Il melonicentrismo supera a voti distinti l’esame dei Cento giorni

Avevamo scritto di aspettare almeno i primi cento giorni per esprimere un giudizio informato. Molto è cambiato dopo la vittoria del centro destra: la rigida Meloni dell’opposizione ha rivelato una grande capacità di mediazione e di continuità con il lavoro fatto da Draghi sul PNRR, benché non possiamo dire ancora che sappia utilizzare al meglio i fondi europei. Si è dimostrata una maratoneta nella ricerca delle fonti energetiche e degli accordi con i paesi che affacciano sul Mediterraneo (in
Libia indossava un cappotto da comandante). Il Covid pare aver deciso di offrire una tregua, stemperando di fatto le polemiche sul reintegro dei medici no vax e sulla cancellazione delle multe a chi non si è vaccinato. I sindacati dei benzinai hanno protestato, scioperato, ma alla fine, hanno ceduto.

Non è stato facile per la Premier superare il percorso ad ostacoli con alcuni Ministri. Ma Giorgia ha dimostrato la tempra per tenere la squadra in pugno: nonostante incertezze e improvvisazioni Giorgia non molla il timone: Nordio sulle intercettazioni; Piantedosi con l’uso della Marina e della Guardia di finanza per accogliere i migranti in porti lontani dalla Sicilia; Valditara con gli annunci ingombranti sull’umiliazione degli studenti bulli e sulle gabbie salariali dei docenti; Sangiuliano con le
polemiche su Dante fondatore della destra; il ministro Fratin con la sua scivolata sull’inglese; la ministra dell’Università, Anna Maria Bernini, che ha canticchiato allegramente il  T’appartengo di Ambra Angiolini.

Non sono stati di grande aiuto neanche gli amici della prima ora, come il presidente del Senato Ignazio La Russa (con una celebrazione del MSI, che non è piaciuta alla Comunità ebraica) e il ministro della Difesa Guido Crosetto (con un attacco diretto alla BCE). Per dirla tutta “anche le pulci hanno la tosse”: Fabio Rampelli, da sempre mentore di Giorgia, avrebbe
voluto aprire l’ombrello, ma Giorgia preferisce bagnarsi e non gioca più di rinvio. Se ne sono accorti i Mercati che hanno reagito bene: lo spread è sceso a 175 da 233; la Borsa ha fatto registrare il + 20% da inizio d’anno; un po’ debole, ma il rapporto con l’Europa tiene; dignità e atlantismo nella politica Nato e pro Ucraina; finanziaria, veloce, squattrinata, debole (35 miliardi), con i prezzi dell’energia alle stelle, ma senza “esercizio provvisorio”. Come di consueto non sono mancati problemi con gli alleati di maggioranza, desiderosi di piazzare le proprie bandierine, qualche scivolata come il contante a cinquemila euro, la marcia indietro sul Pos a sessanta euro, il giusto decreto sui rave party attenuato per uscire dalle
strettoie delle accuse liberticide, la battaglia sui migranti con Macron, la sfida alle Ong.

In ogni caso Giorgia ha retto bene e promette un governo di legislatura.
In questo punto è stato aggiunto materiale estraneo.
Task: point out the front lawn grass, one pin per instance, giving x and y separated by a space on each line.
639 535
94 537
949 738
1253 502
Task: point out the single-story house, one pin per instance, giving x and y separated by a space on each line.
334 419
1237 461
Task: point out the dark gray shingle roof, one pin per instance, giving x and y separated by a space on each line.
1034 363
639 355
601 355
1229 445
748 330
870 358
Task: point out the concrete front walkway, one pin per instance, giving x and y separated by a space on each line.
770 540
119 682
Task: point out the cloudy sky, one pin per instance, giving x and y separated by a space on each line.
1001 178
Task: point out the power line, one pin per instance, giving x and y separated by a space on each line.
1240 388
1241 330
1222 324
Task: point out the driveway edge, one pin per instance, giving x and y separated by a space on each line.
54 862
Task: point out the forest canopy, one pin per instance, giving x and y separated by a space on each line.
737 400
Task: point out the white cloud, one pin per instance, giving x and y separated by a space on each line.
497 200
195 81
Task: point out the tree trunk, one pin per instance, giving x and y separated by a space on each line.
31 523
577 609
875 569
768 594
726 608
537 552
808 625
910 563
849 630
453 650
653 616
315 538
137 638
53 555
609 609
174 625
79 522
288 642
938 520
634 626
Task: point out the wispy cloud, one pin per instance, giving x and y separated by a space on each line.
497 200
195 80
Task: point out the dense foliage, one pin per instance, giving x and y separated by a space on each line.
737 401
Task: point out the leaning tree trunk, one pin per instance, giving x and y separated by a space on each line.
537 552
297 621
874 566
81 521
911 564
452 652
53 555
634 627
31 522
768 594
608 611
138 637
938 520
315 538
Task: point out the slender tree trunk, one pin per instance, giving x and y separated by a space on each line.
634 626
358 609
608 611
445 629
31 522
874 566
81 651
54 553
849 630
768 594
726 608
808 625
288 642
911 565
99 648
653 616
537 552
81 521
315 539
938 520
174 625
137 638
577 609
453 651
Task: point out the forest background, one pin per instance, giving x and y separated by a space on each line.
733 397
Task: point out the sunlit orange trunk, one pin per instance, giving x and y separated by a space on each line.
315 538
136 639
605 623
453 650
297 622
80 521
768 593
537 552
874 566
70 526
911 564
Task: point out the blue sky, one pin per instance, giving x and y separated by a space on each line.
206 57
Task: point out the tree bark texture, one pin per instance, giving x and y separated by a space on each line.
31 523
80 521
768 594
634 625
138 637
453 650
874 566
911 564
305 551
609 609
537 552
Come sarà il prosieguo? Il rospo del MES nonostante la Lega verrà ratificato? Come saranno gestite le elezioni di primavera? Ci saranno sorprese dalla Lombardia di centro destra al Lazio forse di centro destra? Il Melonicentrismo riuscirà a sconfiggere l’insofferenza di Salvini e Berlusconi che cercano di rosicchiare consensi all’attestato 30% dei consensi personali e di fdi?   Si è già messo mano alle riforme identitarie (l’autonomia differenziata e il presidenzialismo).

Condivisibile quanto ha scritto Roberto Gressi sul Corriere della sera (28.1.2003): «Croce e delizia della fase due che sta per aprirsi è il Melonicentrismo. Parte robusta della tenuta del governo pesa sulle spalle di Giorgia, le continue ingenuità della squadra che la costringono a esercitare un controllo continuo, che le fa sperperare energie. Non è soddisfatta, la premier, dell’immagine che si catapulta all’esterno, figlia spesso di improvvisazioni».

Ma ciò che sicuramente non le dà pensieri è il cupio dissolvi dell’opposizione, con il PD che dismesse le accuse al fascismo, è alla disperata ricerca del salvavita e i 5 stelle in cerca di identità tra nostalgie grilline e capriole di Giuseppi.